1393P Phase I/II clinical trial of combination of anti-PD-1 mAb, nivolumab with radiotherapy for unresectable and recurrent gastric cancer who failed to standard chemotherapy

Although basic, translational and clinical research suggest a possibility of synergistic effect of radiation-induced immunogenic cell death with immune checkpoint inhibitors, the effectiveness of concurrent therapy with radiotherapy and immunotherapy is not fully established. Phase I/II, open single arm, prospective clinical trial was conducted and eligible patients were unresectable advanced or recurrent gastric cancer patients (n = 40) who developed progression after primary and secondary chemotherapy with multiple metastasis assessable in imaging (one lesion must be ≥2cm). Radiotherapy of total 22.5 Gy/5 fractions/5 days was given to the largest or symptomatic lesion and nivolumab was administered day 15-22 at 3 mg/kg or 240mg/body every 2 weeks to a total of 6 administrations. The primary endpoint is disease control rate of non-irradiated lesions as an abscopal effect. The secondary endpoints are MST, safety and proportion of local control rate for irradiated lesion. As an ancillary analysis, immunologic parameters including high-dimensional MHC multimer analysis and TCR repertoire analysis, and ctDNA analysis are designed. Total 41 patients were enrolled and 40 patients were evaluated as full analysis set, since 1 patient was judged as an unmatched case to inclusion criteria. The clinical evaluation as an abscopal effect were CR=1 (2.5%), PR=5 (12.5%), SD=3 (7.5%), PD=15 (37.5%) and NE=16 (40%). The disease control rate and the response rate for non-irradiated target lesions was 22.5% and 15%, respectively.

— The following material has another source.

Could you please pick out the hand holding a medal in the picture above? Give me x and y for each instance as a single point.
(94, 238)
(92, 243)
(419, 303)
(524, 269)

The MST was 230 days (157-330, 95%CI) and 1-year survival rate was 28.6%. Any adverse event more than Grade 3 was observed in 16 cases in 41 patients (39%). The most frequent AE more than grade 3 were anemia (19%) and appetite loss (12%). The local control for irradiated lesions were seen in CR=5 (12.5%), PR=6 (15%), SD=5 (12.5%), PD=4 (10%) and NE=20 (50%). The ancillary analysis for immunological monitoring is under investigation. The combination of nivolumab with radiotherapy demonstrated promising anti-tumor activity with marked prolonged survival time in gastric cancer. No new safety issues were detected in the combination.